Quiet and Slow

I offer him so much when I offer him my quiet and my stillness.

When he's talking slowly and can't find the words.

When he's vulnerable and hesitating.

When he's a little sharp from depletion.

I go quiet and still.

Quiet and still is a pleasant place to be, for me. It is lovely to be that. By no means could it be said that I am making a concession on his behalf.

Yet it is also a potent gift to him in those moments.

I drop all pressure, demand, expectation, and judgement—that is quiet.

I shed impatience, impulsivity, reactivity, and righteousness—that is still.

I am in a state of bliss.

And he is in a state of freedom. He is free to be all of himself, free from the consequences of my reactions. Safe to share his vulnerable truth.

When he talks slowly, it's an opportunity for me to receive slowly.

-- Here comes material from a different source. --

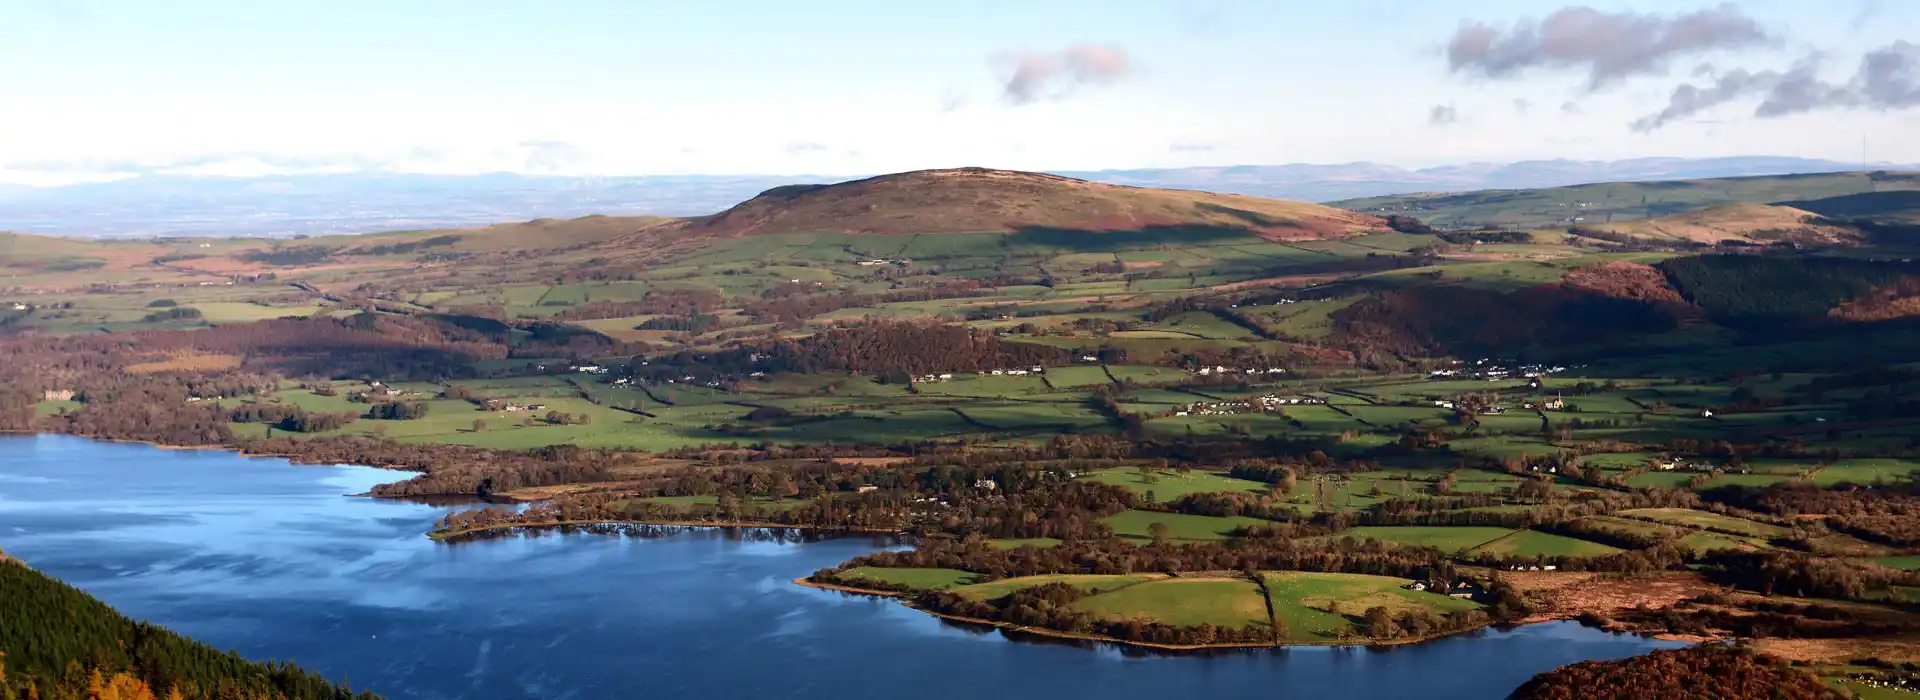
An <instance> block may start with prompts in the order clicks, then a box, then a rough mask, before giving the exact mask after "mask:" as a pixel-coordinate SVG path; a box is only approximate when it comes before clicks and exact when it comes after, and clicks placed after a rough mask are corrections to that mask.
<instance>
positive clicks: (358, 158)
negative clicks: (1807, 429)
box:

When he's seeking the words I savor his commitment to nuance.

When he's vulnerable and hesitating, it's an opportunity to see that he's sharing something important with me, that sharing it is more important to him than preserving his comfort. I feel soft and safe as I relax into knowing he will always be truthful with me.

When he's sharp from depletion, I am as still as mirrorglass, and he sees himself. In the quiet he can hear himself, and he's eager to hear himself be loving and kind and playful again. I get to listen to the subtle energy of that transition, rather than drown it out with my own critical voice.

All these times I used to step in, try to draw a man out, ask questions or lean on him, require specific performance from him—I was stealing from myself. Stealing the quiet and the stillness from myself, and stealing the intimacy from both of us.